How does this change things for workers?
The ban would void existing noncompete agreements and broadly bar them in the future, allowing workers to “pursue better opportunities, shake up the market and push megacorporations towards fair practices,” said Liz Zelnick, director of the economic security and corporate power program at Accountable US, a nonpartisan government watchdog.
“Noncompete clauses force employees to endure low wages and poor working conditions,” Zelnick said in comments emailed to The Washington Post.
Although they are extremely common, such agreements are “very unpopular and very difficult to deal with” for workers, according to Peter Rahbar, a New York-based employment lawyer. He noted that the rule received overwhelming support from workers and labor advocates, with roughly 25,000 of the 26,000 public comments received by the FTC coming from those in support of a ban.
In the past decade, he noted, growing attention has been paid to the noncompetes being used on low-income workers, like at sandwich maker Jimmy John’s.
“They’re very scary for the individual no matter how highly compensated they are,” Rahbar said.
How will employers be affected?
Emily Dickens, chief of staff and head of government affairs at the Society for Human Resource Management, said blanket bans on noncompete agreements “pose significant challenges for HR professionals tasked with safeguarding their employers’ intellectual property and preventing unfair competition.”
“We recognize and appreciate the FTC’s commitment to advancing worker mobility. However, we firmly believe that this objective can be achieved without disregarding employers’ rights to protect their investments in training and intellectual property,” Dickens said Tuesday in a statement.
The biggest employers will be the most affected, “but even they’ve been bracing for this reality for a long time,” said Chambord Benton-Hayes, an employment lawyer based in Oakland, Calif.

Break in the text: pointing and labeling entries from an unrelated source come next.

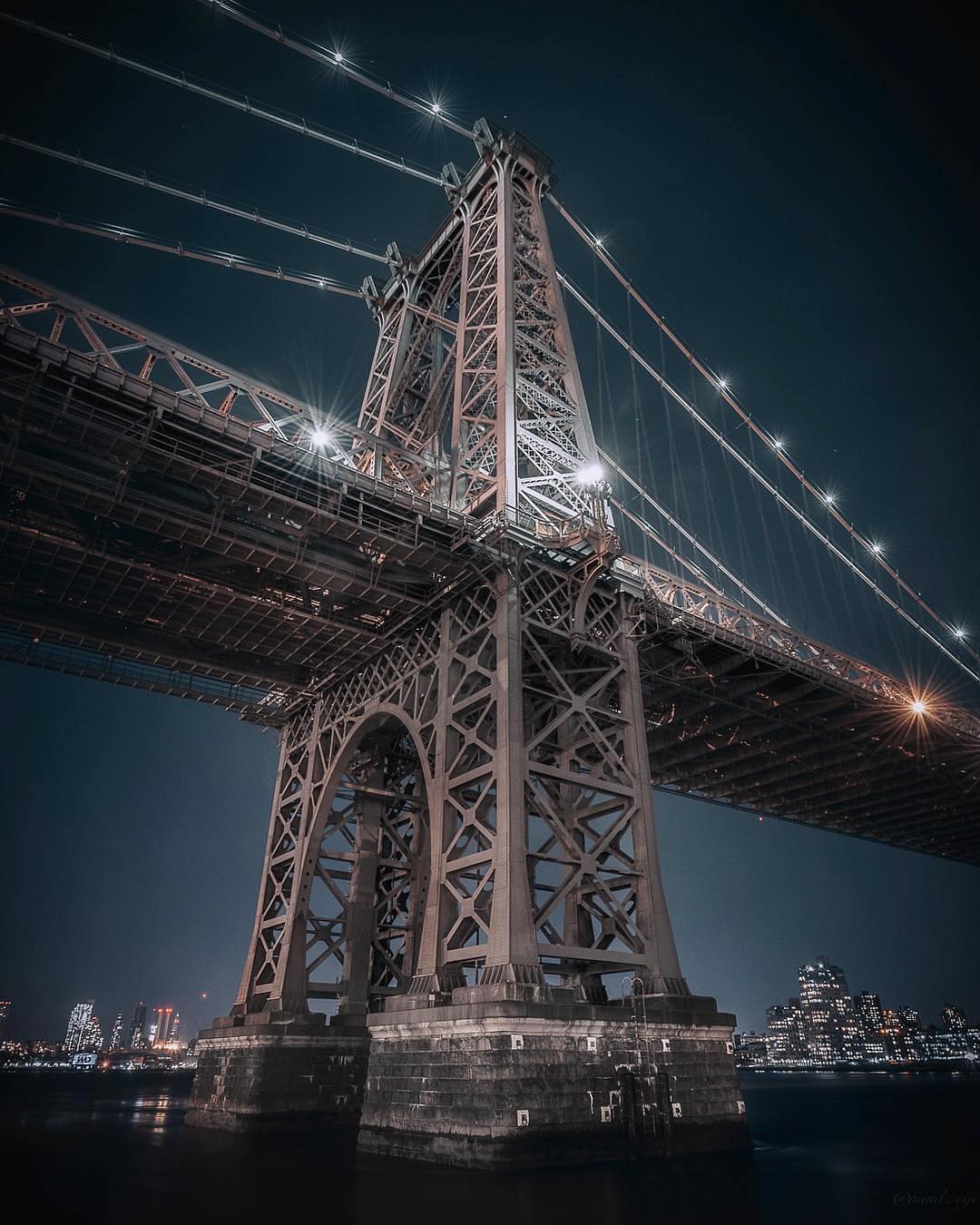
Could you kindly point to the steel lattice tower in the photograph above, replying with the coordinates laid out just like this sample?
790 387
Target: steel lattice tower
465 825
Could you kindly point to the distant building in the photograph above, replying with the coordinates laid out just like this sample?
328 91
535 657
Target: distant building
868 1011
953 1019
829 1024
137 1031
784 1034
823 1025
79 1019
115 1038
162 1026
92 1035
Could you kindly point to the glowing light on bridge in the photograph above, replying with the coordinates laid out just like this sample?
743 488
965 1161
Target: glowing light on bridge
590 475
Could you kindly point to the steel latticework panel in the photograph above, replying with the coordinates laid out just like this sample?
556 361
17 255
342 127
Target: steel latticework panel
476 691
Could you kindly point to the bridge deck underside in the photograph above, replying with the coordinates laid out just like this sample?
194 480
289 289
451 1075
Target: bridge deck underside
739 725
153 543
143 528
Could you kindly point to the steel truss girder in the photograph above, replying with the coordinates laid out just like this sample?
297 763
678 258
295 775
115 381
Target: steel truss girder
475 364
531 808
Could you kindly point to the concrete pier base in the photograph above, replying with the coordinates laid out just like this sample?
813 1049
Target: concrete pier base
514 1083
276 1072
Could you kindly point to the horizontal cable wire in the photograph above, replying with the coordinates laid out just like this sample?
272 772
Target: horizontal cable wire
691 538
135 238
338 63
718 384
141 179
761 478
245 104
651 532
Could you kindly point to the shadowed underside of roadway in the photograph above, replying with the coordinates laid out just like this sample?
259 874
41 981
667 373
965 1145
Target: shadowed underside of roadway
150 541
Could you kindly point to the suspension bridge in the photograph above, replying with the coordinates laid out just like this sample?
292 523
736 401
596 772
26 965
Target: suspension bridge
484 640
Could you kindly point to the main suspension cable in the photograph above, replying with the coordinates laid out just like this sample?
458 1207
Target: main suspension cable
823 496
135 238
690 536
761 478
338 62
244 103
195 198
651 532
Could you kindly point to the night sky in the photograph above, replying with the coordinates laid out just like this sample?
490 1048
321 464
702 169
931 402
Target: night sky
794 186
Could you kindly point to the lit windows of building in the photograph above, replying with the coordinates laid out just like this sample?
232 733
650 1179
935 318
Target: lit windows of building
828 1018
92 1035
870 1014
953 1019
137 1032
784 1042
115 1038
79 1019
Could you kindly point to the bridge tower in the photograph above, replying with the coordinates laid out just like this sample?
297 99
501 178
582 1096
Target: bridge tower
462 848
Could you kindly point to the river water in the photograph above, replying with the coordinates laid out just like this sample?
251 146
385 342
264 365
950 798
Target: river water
826 1148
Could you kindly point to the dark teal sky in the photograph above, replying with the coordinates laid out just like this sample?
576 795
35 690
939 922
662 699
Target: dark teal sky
795 186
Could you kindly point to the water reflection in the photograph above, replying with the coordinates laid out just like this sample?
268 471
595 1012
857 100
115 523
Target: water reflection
112 1148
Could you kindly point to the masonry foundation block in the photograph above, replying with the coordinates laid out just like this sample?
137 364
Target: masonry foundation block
511 1084
279 1072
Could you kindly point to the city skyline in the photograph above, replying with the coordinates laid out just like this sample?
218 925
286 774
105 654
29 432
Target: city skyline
821 983
744 218
825 1025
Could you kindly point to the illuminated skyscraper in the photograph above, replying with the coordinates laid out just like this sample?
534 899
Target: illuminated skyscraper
784 1034
115 1039
953 1019
137 1032
164 1017
92 1035
829 1025
868 1012
80 1018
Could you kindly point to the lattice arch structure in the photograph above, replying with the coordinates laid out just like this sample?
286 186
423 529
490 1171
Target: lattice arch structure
476 797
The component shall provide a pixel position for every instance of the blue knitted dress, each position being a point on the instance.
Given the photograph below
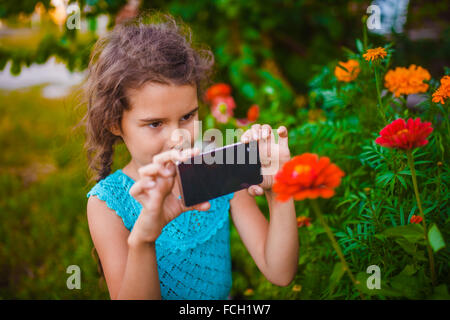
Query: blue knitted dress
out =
(193, 250)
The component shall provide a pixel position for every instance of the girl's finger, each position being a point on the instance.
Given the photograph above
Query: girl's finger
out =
(283, 137)
(255, 190)
(256, 133)
(246, 136)
(265, 144)
(204, 206)
(150, 169)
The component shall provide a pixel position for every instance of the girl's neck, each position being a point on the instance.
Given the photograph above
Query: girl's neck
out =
(131, 170)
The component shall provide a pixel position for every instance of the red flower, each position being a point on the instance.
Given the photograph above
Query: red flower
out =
(253, 113)
(416, 219)
(402, 135)
(303, 221)
(222, 108)
(307, 176)
(217, 90)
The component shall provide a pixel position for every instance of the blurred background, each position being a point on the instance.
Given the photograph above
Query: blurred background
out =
(267, 51)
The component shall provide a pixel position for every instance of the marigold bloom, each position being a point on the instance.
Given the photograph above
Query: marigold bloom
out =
(405, 135)
(217, 90)
(375, 54)
(222, 108)
(352, 72)
(303, 221)
(307, 176)
(443, 92)
(416, 219)
(407, 81)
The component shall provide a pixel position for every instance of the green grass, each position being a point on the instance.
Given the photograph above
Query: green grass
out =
(43, 182)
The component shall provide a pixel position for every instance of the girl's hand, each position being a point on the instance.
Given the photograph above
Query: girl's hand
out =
(157, 191)
(272, 155)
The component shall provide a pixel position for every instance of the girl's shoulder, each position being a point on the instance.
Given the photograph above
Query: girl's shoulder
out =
(115, 180)
(114, 191)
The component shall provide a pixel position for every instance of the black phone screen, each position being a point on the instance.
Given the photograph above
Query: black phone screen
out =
(219, 172)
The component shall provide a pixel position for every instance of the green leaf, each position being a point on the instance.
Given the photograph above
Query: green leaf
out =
(435, 238)
(249, 91)
(336, 275)
(362, 277)
(411, 232)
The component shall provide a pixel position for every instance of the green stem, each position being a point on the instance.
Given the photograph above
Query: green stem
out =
(377, 83)
(336, 247)
(365, 40)
(419, 205)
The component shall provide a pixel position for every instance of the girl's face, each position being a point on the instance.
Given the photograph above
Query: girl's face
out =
(155, 118)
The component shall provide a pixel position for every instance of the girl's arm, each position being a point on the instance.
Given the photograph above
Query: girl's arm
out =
(273, 246)
(129, 266)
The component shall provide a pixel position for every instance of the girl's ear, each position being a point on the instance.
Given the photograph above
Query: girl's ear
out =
(115, 130)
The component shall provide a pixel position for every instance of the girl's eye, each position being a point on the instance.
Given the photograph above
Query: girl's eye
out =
(154, 124)
(188, 116)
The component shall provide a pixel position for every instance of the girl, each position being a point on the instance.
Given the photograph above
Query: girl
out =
(144, 81)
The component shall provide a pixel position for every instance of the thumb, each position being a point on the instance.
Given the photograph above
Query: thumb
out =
(204, 206)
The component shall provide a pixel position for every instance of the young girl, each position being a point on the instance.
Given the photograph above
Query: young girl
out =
(144, 81)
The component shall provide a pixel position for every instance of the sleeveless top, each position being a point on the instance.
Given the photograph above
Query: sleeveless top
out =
(192, 251)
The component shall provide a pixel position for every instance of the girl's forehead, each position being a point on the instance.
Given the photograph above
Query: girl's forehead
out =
(162, 101)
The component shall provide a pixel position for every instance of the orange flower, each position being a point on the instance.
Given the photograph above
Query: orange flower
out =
(352, 72)
(217, 90)
(400, 134)
(443, 92)
(375, 54)
(303, 221)
(307, 176)
(416, 219)
(407, 81)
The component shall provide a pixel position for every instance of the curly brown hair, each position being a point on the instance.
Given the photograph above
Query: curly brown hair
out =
(152, 47)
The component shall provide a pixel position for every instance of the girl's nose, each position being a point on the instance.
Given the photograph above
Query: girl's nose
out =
(177, 138)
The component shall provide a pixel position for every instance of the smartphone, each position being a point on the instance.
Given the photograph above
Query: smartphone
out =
(219, 172)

While some companies have concerns that a noncompete ban would make their trade secrets and other proprietary information vulnerable to exposure, most of them “also have nondisclosure agreements and confidentiality clauses, which should give them all the protection they need on that front,” Benton-Hayes said in comments emailed to The Post.

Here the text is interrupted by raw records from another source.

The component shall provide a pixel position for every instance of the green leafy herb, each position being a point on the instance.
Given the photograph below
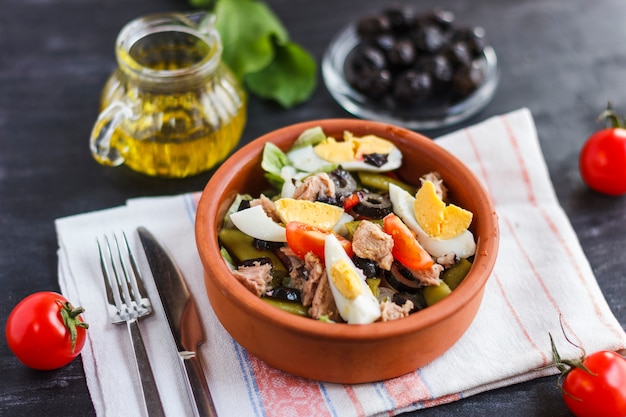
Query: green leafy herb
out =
(257, 47)
(272, 162)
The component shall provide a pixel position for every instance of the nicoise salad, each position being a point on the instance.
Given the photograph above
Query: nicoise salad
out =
(339, 237)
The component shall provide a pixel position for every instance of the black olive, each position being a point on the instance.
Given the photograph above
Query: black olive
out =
(372, 26)
(439, 68)
(373, 206)
(370, 268)
(376, 159)
(367, 56)
(345, 184)
(260, 244)
(400, 17)
(373, 83)
(401, 54)
(467, 79)
(408, 59)
(429, 39)
(243, 204)
(286, 294)
(474, 37)
(459, 54)
(412, 86)
(401, 279)
(385, 42)
(443, 18)
(261, 261)
(419, 303)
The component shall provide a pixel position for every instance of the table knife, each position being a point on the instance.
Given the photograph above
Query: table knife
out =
(183, 318)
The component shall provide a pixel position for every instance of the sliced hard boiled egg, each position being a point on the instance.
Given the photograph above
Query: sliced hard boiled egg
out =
(462, 245)
(255, 222)
(305, 159)
(314, 213)
(353, 297)
(435, 217)
(348, 153)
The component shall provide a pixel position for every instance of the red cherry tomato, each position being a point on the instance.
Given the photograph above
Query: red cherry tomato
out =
(602, 161)
(406, 248)
(45, 332)
(350, 201)
(600, 390)
(303, 238)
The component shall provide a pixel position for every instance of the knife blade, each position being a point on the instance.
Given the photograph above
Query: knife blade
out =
(183, 319)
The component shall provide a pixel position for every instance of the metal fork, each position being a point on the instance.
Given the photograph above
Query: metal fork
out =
(127, 302)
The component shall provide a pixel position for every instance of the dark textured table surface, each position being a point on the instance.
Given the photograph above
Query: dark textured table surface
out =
(563, 59)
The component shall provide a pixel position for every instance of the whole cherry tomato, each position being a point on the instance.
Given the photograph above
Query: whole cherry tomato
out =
(45, 331)
(594, 385)
(602, 160)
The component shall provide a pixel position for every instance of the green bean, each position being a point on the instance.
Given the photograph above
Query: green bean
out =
(455, 275)
(381, 182)
(239, 245)
(435, 293)
(374, 284)
(292, 307)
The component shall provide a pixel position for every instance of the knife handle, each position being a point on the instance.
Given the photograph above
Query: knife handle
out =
(198, 388)
(152, 400)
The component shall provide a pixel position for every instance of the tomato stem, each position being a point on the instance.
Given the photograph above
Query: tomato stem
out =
(71, 320)
(567, 365)
(612, 119)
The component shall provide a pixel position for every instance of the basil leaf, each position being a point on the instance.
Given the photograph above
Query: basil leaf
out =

The ban would give employers incentive to “expand the development and training offered to employees, to provide more comprehensive benefits packages, and to create a workplace environment that promotes long-term employment with a company,” Benton-Hayes said. “In addition, employers will have to be more creative with compensation for retention purposes.”
Is the ban final, or will it face challenges?
The rule change is already facing pushback, which could halt its implementation. On Wednesday, the U.S. Chamber of Commerce and other business groups sued the FTC in federal court in the Eastern District of Texas. They are asking the court to issue an injunction to prevent the rule from taking effect, arguing that the FTC’s decision “breaks with centuries of state and federal law and rests on novel claims of authority by the Commission,” according to the lawsuit.
Whether the FTC has the authority to make this rule “is going to be the central point of challenge,” according to Rahbar. That lawsuit and future challenges will probably hinge on whether the agency can legally force such a broad change on an issue Congress did not direct the regulator to take up, he said.
“Over the past few years, there have been significant challenges to administrative agencies and the scope of their powers to make rules and regulations in areas where Congress hasn’t instructed them to do so,” Rahbar said. “Traditionally, there’s been a lot of deference to agency rulemaking authority.”
Gregory Brown, a commercial litigation lawyer with Hill Ward Henderson, said the rule creates a landscape of uncertainty for employers and employees, given how broad the language is and how the FTC is exercising its power.
“There will be direct challenges to this rule, constitutional challenges and some challenges about the FTC’s authority,” Brown said. “I think chaos ensues from here.”